My actions since his burial, all of them necessary to do the job he left me with—to protect.
Blink. Blink. Blink …
The weight of my cell phone reveals itself in my pocket. A lifeline, but to what end? If I tap out, Tobias will undoubtedly step in, but he’s got his hands full right now with Dom’s list, helping Preston with the leads on the Founding Fathers, and covering for me in managing our birds.
Calling Julien will only keep him from tying up the loose ends we need to put Ciro down. With Larissa’s demand and doled-out time limit, the clock is already ticking.
Soldier up, motherfucker, you have a mission to see through.
But it’s the desire running rampant that begs me to go back to the source and warm the vessel that now inhales every breath to the fullest. Who awoke ravaged by hunger, with the inclination to feast on her cries and moans.

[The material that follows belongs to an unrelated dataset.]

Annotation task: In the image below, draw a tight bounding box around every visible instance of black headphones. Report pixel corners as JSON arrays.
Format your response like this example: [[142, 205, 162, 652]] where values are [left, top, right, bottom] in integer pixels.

Shaking off the notion, it comes right back, slapping me into reality.
Curling my fists around the axe, I bring it down again and again, begging the life that betrayed me, begging my wife’s God for one last favor when I hear Larissa’s confession—no one is coming.
I didn’t at all mean to bring the fight to her in that degree, but got so focused on coming back and confronting her about what she knows, about the people seeking us out, that I forgot to get my shit in check.
And by the time I got to her, my hunger had grown as much as the anger that drove me back to camp.
I’d meant to scare her, to interrogate her, not to fuck us both into some sort of … what the fuck was that?
Glancing toward the tent, unsure of the state she’s in, I continue bringing down the blade, splintering the wood as I fumble for clarity. For something to grasp onto. The truth far too fucking damning—I hurt her.
Fucking bit her while manhandling her in a way I never have with any partner. Ever. I fucked her in a state of rage, and it was …
The collective truths ringing through me have me swinging the axe again and again.
Tormented grunts pouring from my lips until I finally, finally manage to adjust my mindset back in reach of the soldier I bred.
Grasping onto it and now armed with the knowledge of what I have to do, it’s Larissa’s words that trail me as I finally manage to blink out.
“Tell me, Marine, are your father’s sins your own?”
BLINK. ABYSS.
“Hence to fight and conquer in all your battles is not supreme excellence; supreme excellence consists in breaking the enemy’s resistance without fighting.”